2 640 hab. (Camarétois), 1 164 ha, commune du Finistère dans le canton de Crozon, à l'extrémité de la péninsule; Kameled en breton, nom d'origine obscure si ce n'est que led, ou red, évoquerait un courant. La mention «sur mer» est de 1892. Camaret avait alors 2 000 habitants, puis est montée à 3 600 en 1936 et encore dans les années 1960, avant de baisser; elle n'a cependant perdu que 90 hab. entre 1999 et 2008. Le bourg, «village de charme» aux ruelles appréciées, est sur la côte nord, qui dessine l'anse de Camaret; le port est protégé par un sillon de galets naturel. Il fut jadis très actif, en partie comme escale, en partie comme refuge, sinon de contrebande, vivant ensuite de la pêche à la sardine au 19e s., puis de la langouste dans la première moitié du 20e s.: il en était encore le premier d'Europe en 1960, mais a cessé en 1990.

Enfin il a laissé la principale place au tourisme, assorti de l'accueil d'artistes et artisans d'art. Des bateaux réguliers le relient à Sein, Ouessant et Molène; le Club nautique Léo-Lagrange relève du Parc d'Armorique. La commune a un collège public, deux ports de plaisance, des clubs nautiques et de plongée, un golf et offre de nombreux autres attraits: Maison du patrimoine maritime (histoire de la sardine et de la langouste), musée mémorial de la bataille de l'Atlantique, chapelle Notre-Dame de Rocamadour de 1527, tour de Vauban (1690) au crépi rouge, cimetière de bateaux classé.

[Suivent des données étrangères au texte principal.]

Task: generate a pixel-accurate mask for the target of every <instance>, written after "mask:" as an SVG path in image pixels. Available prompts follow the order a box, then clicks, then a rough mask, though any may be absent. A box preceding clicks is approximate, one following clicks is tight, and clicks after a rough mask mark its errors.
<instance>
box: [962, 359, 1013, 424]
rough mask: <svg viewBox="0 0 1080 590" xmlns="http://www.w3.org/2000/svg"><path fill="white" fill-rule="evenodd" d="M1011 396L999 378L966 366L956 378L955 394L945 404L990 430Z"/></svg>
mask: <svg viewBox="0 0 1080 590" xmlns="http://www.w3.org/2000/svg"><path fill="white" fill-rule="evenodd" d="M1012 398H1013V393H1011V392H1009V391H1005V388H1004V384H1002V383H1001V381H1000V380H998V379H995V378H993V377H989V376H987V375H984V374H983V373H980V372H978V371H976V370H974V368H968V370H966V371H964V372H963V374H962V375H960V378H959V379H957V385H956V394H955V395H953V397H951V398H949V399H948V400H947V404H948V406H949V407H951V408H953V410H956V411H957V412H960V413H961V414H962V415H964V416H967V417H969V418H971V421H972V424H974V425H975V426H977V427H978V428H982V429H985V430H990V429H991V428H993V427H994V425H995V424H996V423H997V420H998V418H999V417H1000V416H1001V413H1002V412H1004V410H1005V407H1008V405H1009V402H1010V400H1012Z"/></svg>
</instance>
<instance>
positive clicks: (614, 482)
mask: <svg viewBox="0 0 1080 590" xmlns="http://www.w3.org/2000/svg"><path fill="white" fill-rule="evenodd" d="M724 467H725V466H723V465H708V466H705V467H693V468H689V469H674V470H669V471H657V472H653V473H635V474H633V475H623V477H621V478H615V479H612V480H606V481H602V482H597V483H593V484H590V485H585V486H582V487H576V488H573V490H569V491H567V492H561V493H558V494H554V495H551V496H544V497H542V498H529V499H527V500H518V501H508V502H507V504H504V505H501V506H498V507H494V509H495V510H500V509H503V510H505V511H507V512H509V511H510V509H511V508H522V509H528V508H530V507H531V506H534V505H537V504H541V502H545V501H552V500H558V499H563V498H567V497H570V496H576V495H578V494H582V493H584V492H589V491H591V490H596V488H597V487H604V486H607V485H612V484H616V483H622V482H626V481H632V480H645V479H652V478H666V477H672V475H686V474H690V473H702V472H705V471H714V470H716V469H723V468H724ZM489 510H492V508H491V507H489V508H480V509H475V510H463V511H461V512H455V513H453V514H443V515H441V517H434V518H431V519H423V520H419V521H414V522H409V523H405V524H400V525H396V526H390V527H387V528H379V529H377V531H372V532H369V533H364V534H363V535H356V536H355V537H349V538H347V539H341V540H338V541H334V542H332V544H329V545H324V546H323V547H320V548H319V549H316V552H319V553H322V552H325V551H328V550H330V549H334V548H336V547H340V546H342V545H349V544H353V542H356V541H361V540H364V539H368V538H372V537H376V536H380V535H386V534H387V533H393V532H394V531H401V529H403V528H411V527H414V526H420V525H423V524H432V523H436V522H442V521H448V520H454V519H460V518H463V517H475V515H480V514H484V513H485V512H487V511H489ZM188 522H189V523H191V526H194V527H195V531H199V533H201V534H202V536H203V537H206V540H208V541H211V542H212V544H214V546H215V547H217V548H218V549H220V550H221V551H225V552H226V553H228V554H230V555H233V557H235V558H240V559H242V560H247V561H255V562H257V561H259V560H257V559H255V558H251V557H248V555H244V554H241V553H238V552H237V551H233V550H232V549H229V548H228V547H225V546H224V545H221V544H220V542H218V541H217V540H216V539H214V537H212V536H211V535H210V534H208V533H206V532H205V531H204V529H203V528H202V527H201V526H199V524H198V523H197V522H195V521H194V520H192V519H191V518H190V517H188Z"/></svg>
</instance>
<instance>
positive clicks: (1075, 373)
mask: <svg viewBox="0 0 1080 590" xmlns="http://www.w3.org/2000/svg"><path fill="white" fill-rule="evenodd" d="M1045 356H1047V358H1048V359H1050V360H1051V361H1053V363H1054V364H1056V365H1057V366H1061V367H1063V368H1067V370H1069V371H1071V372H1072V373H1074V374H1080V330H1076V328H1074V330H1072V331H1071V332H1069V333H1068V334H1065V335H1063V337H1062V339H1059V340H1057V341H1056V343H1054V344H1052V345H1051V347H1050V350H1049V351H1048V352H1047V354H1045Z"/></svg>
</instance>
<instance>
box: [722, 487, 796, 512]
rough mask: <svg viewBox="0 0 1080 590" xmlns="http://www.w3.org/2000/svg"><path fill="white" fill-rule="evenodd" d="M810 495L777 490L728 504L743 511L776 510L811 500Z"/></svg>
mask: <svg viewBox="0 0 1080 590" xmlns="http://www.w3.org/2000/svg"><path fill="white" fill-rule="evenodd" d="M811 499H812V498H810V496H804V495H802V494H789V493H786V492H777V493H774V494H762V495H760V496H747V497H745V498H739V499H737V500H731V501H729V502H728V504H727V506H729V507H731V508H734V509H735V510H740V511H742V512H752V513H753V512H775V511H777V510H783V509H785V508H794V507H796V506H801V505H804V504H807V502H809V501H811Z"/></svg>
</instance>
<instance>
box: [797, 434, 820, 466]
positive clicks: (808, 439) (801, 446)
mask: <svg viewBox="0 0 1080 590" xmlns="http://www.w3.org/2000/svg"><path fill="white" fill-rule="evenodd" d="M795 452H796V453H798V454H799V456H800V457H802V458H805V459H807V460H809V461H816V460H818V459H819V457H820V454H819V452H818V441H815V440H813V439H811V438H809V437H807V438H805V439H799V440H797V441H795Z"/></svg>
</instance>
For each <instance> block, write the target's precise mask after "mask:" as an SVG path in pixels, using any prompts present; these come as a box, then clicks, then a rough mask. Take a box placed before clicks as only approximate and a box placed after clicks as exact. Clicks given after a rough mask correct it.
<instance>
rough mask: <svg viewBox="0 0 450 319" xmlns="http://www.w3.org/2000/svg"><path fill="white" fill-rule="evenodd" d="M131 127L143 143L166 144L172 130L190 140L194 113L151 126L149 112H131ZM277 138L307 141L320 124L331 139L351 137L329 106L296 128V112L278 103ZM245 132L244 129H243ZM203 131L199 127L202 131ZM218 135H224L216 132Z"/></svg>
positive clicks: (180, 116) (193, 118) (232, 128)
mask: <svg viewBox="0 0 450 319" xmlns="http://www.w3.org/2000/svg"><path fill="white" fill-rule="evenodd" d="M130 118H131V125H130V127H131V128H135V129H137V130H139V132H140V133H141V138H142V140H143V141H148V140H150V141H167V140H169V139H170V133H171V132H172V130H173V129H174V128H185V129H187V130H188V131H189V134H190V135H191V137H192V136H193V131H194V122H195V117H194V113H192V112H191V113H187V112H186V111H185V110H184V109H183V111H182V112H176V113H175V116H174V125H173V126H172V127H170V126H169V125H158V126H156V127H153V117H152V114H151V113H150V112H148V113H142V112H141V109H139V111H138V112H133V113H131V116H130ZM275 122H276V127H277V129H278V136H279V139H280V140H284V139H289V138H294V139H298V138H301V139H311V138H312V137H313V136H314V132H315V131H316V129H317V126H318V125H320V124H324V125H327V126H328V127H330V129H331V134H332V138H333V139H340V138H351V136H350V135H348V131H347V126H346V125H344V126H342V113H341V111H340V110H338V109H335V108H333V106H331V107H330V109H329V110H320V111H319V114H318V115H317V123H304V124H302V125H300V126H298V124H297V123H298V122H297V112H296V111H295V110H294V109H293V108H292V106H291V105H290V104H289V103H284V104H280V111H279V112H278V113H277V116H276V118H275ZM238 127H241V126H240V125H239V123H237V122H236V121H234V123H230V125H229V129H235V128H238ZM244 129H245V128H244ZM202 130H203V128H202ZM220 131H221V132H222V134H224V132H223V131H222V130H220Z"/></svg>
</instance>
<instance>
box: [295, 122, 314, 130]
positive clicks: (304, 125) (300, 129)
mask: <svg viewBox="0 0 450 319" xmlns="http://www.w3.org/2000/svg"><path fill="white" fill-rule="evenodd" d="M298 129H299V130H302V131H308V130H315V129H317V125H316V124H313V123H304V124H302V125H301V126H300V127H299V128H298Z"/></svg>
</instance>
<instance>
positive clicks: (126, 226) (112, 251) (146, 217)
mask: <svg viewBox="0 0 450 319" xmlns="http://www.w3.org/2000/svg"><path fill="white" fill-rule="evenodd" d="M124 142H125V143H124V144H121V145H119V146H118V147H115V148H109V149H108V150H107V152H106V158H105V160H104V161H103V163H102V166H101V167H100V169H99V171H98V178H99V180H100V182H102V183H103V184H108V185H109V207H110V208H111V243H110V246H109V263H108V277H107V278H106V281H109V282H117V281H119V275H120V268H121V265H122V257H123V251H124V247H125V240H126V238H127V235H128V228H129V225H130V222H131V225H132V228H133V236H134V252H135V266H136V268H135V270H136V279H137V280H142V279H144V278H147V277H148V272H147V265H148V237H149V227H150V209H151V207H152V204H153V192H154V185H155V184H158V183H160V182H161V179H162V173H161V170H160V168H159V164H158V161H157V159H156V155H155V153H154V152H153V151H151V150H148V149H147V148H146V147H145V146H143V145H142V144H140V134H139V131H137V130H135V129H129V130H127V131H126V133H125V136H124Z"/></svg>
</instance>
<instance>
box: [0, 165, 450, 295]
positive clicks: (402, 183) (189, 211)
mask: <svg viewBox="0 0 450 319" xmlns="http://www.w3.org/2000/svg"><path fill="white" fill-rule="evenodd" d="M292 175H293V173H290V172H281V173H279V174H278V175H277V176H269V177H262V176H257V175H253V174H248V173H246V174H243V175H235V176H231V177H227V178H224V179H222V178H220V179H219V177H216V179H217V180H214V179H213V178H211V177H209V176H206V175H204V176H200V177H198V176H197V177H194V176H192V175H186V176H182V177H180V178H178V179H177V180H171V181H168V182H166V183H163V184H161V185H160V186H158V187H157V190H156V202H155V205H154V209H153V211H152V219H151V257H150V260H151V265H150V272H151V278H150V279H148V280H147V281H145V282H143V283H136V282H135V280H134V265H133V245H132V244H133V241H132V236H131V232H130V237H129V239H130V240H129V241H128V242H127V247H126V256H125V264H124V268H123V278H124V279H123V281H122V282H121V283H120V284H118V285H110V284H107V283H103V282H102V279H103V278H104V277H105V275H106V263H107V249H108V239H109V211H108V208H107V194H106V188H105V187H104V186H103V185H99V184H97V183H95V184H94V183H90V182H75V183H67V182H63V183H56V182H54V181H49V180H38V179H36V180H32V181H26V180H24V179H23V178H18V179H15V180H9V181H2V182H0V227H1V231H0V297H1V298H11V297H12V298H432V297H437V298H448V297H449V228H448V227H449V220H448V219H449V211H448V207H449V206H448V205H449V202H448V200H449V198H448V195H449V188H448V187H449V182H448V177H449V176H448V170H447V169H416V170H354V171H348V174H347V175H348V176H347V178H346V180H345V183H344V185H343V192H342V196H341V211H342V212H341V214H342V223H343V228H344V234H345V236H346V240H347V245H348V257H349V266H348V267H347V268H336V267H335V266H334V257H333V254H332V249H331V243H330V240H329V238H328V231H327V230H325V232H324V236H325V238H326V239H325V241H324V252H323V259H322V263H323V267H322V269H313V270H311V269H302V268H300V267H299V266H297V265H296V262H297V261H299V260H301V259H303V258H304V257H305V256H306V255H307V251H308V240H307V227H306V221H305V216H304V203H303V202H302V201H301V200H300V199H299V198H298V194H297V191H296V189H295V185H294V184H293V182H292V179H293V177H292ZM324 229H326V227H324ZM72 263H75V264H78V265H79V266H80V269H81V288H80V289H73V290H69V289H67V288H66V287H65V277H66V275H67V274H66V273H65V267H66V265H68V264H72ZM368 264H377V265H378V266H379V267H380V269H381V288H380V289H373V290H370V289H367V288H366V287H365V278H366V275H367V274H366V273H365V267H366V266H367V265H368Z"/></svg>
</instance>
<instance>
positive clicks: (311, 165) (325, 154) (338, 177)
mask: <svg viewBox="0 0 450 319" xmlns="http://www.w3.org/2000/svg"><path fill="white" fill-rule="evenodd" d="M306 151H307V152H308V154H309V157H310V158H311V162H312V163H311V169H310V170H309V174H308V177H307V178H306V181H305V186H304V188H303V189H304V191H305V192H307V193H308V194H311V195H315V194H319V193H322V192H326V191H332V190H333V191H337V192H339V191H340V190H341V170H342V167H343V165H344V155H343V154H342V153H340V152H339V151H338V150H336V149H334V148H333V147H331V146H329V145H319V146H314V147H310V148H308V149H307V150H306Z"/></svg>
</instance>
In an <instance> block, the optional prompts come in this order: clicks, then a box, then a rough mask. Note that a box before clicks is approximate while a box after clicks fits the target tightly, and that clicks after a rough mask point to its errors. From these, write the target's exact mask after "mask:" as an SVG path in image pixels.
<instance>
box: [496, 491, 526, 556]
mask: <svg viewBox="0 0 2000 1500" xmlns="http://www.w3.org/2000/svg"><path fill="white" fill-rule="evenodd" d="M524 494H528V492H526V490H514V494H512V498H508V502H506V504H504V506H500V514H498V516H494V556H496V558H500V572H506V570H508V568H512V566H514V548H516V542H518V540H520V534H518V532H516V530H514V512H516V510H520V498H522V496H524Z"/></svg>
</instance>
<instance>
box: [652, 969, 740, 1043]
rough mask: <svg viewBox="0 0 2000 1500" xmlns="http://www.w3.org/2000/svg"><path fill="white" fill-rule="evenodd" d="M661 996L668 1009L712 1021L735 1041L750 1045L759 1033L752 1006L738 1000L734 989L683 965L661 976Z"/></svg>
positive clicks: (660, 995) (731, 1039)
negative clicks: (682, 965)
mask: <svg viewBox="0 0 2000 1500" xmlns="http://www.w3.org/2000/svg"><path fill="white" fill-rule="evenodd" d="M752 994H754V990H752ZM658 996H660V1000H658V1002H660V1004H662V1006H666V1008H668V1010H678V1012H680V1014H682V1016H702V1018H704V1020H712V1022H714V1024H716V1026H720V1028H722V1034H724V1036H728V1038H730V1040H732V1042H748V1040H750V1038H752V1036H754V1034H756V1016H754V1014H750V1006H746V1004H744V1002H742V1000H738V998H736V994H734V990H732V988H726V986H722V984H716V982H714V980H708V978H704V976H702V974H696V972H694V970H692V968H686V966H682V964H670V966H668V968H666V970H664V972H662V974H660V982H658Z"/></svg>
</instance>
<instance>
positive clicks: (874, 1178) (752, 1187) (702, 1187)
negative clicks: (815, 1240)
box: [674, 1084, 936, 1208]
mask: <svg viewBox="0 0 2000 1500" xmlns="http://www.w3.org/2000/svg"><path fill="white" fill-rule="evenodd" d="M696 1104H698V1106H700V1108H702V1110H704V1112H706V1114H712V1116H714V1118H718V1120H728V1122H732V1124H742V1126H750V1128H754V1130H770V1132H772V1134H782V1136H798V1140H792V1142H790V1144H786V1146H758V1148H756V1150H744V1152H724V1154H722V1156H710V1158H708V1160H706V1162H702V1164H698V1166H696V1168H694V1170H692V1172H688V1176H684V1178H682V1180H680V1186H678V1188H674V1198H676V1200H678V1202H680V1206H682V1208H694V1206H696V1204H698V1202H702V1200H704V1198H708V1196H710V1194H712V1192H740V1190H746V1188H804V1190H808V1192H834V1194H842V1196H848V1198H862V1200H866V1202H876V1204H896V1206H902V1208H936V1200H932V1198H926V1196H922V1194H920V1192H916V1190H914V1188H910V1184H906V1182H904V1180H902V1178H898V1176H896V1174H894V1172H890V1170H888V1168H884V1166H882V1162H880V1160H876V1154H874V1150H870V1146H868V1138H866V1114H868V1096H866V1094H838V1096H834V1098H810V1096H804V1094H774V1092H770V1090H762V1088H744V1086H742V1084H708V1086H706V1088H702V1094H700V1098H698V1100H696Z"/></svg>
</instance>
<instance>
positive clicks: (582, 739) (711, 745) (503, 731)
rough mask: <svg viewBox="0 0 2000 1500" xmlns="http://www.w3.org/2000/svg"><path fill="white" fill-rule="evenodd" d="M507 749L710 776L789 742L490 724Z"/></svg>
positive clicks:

L'alignement mégalithique de Lagatjar (ou Lagat Yar), daté de 2 500 avant notre ère, est riche de 143 blocs mais en avait quatre fois plus vers 1900; ce nom, qui signifie «l'œil de la poule», évoquerait la constellation de la Pléiade, nommée ar Yar (la poule) en breton, et qui se trouve dans l'axe de l'alignement à un moment défini de l'année. À l'ouest, la pointe la plus avancée est celle du Toulinguet au nord, avec phare et ancien fort; au SO, lui répond la célèbre pointe de Pen Hir, montant à 63 m, prolongée par les îlots rocheux des Tas de Pois et devenue réserve ornithologique; elle abrite la belle plage de l'anse de Pen Hir à l'est. La commune compte une station de salmoniculture de l'Ifremer et des viviers de crustacés, un supermarché U (35 sal.). Elle a 770 résidences secondaires (36% des logements), 2 campings (430 places) dont un quatre étoiles, trois petits hôtels.


Lanvéoc

2 260 hab. (Lanvéociens) dont 590 à part, 1 921 ha, commune du Finistère dans le canton de Crozon, sur la rade de Brest à 5 km NNE de Crozon. Sa création, à partir du finage de Crozon, est de 1872 et son nom se prononce Lanvo; il viendrait de saint Méoc. Lanvéoc est devenue le site clé de la Marine. L'École navale de Brest y a été transférée en 1945 sur le rivage de l'anse du Poulmic, près de la base maritime et aérienne (hélicoptères anti-sous-marins) de l'aérodrome militaire de Poulmic (LFRL), apparu en 1936. Elle s'accompagne d'une série d'autres établissements: école de survie-sauvetage et école de pilotage, Institut de recherche de l'École navale, École de manœuvre et de navigation sont tous à Poulmic. Le bourg a un fort du 18e s. sur la rade, des remparts; petit port de pêche et de plaisance; chantier naval Bopp Treuils (50 sal.). restauration collective Compass (50 sal.), transports par cars de la CAT (Armoricaine, 25 sal.). La population est à peu près stable depuis les années 1960; elle a baissé de 100 hab. entre 1999 et 2008.


Telgruc-sur-Mer

2 100 hab. (Telgruciens), 2 829 ha, commune du Finistère dans le canton de Crozon, 12 km ESE du chef-lieu. Le nom est Terrug en breton. La commune associe un bourg intérieur et une petite station balnéaire sur les plages de l’anse du Caon, Trez-Bellec et Trez-Bihan; 360 résidences secondaires (27% des logements), 5 campings (570 places) dont un de luxe (200 places). La population, assez stable, s'est néanmoins accrue de 200 hab. entre 1999 et 2008; mais elle avait dépassé 2 400 hab. en 1866 et 1930.